As Microsoft matures and finds fewer ways to invest in growth, more and more of its earnings will likely be allocated to dividend distributions. As such, the stock is appealing to dividend growth investors.
Taken together, Microsoft has plenty of room left to grow through continued innovation. As long as Microsoft can generate the revenue needed to fuel continued earnings growth – a virtual certainty -, investors will likely be rewarded with steady increases in share prices over multiple years.
Is Microsoft a Good Value?
At the moment, Microsoft trades for 28.5 times expected earnings. While on the high side for the current market, this ratio is far from out of line with the stock’s P/E history.
One somewhat concerning metric for Microsoft is its price-to-earnings-growth ratio, which is currently 2.44. Generally, values of 2 or over for PEG point to companies that are overvalued. Microsoft is expected to raise its earnings 12.7 percent in this fiscal year, with EPS rising to a projected $10.55 per share.
Microsoft does maintain a low debt-to-equity ratio. At the moment, this ratio is 0.24. As such, the company is likely in a good position to manage its debts and avoid excessive interest charges. The company also maintains a cash reserve of over $15 billion, giving it more than enough of a cushion while also allowing it to continue investing in new technology.
On the whole, Microsoft appears to be a fair value at today’s prices. We calculate fair value at $280 per share. This could create a good buying opportunity for investors looking for a long-term, blue-chip tech major.
Analyst Ratings
Analysts are generally bullish on Microsoft. Of the 50 analysts covering the stock at the time of this writing, 36 rate it as a buy. The stock also has 6 outperform ratings and 7 holds. This suggests strongly positive sentiment among professional investment analysts with little in the way of negative outlooks.
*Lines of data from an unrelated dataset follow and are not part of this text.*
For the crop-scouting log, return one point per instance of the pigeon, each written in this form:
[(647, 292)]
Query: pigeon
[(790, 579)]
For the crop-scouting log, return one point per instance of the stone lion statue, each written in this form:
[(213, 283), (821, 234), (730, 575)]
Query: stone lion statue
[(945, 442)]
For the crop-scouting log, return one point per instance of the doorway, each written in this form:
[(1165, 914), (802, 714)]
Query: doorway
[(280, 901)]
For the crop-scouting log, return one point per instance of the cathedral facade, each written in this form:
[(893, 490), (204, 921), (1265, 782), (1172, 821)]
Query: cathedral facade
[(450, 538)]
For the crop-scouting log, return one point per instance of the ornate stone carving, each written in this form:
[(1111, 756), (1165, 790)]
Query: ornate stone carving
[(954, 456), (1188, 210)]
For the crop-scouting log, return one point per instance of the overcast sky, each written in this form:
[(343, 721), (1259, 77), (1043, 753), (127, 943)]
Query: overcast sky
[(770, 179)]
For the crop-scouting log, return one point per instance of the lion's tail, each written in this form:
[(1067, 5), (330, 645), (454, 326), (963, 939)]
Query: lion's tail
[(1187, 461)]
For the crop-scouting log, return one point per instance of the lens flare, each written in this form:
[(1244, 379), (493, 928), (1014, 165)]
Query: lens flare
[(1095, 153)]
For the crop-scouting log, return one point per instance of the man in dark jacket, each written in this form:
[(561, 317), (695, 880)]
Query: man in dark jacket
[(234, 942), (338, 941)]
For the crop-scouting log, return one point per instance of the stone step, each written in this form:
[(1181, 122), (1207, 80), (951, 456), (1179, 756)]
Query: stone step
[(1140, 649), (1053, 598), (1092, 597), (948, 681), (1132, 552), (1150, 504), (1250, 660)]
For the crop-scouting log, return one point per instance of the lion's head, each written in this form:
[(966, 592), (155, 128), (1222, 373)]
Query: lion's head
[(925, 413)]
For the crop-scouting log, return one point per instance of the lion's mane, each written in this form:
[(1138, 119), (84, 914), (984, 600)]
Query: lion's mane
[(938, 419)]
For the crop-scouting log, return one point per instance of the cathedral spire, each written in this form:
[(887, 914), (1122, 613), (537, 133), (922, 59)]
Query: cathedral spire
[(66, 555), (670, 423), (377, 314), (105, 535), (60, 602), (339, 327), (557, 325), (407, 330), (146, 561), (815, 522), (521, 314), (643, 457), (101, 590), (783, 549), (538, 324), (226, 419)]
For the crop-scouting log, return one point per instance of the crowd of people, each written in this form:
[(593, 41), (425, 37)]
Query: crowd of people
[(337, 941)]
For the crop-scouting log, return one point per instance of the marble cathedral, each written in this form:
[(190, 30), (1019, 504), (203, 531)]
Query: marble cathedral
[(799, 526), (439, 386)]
Despite this positive view on Microsoft, analysts do not expect the stock to generate outsized returns in the short term. Similar to our own calculations, analysts peg Microsoft intrinsic value at $281.55. This would represent a gain of just 6.8 percent from the most recent price of $263.64.
Analysts do, however, seem unified on the company’s ability to grow over the long term. Over the next 3-5 years, earnings are expected to grow at a compound rate of over 12 percent annually.
Alphabet Vs MSFT?
Due to its size, dominance and execution, Microsoft’s primary risk factors are macroeconomic in nature. In its most recent annual report, the company highlighted currency fluctuations, interest rates, commodity prices and its own equity portfolio as its major sources of market risk.
Challenges from a handful of equally large competitors could also be risks for Microsoft’s business. Amazon, for example, could successfully outcompete Microsoft for market share in the cloud computing space.
Despite a recent gaffe by its own AI chatbot, Alphabet has poured enormous amounts of money and resources into AI research. These two companies are among the few that could present serious problems for Microsoft, but the possibility for loss of market share in key areas still exists.
Is Microsoft a Good Stock to Buy on the Dip?
Microsoft ultimately appears to be what Warren Buffett might refer to as a wonderful business at a fair price. While the stock trades at a price that reflects Microsoft’s enormous future growth potential, it is a fair buy today. As such, investors with medium to long time horizons would likely do well to buy Microsoft’s dip.
Between its successful consumer tech business, a dominant role in cloud computing and enormous potential in AI, Microsoft is a company that could generate excellent long-term returns. Although the company is facing some macroeconomic headwinds at the moment, most of its problems seem temporary. The business itself is still performing well, making it an attractive buy-and-hold blue chip.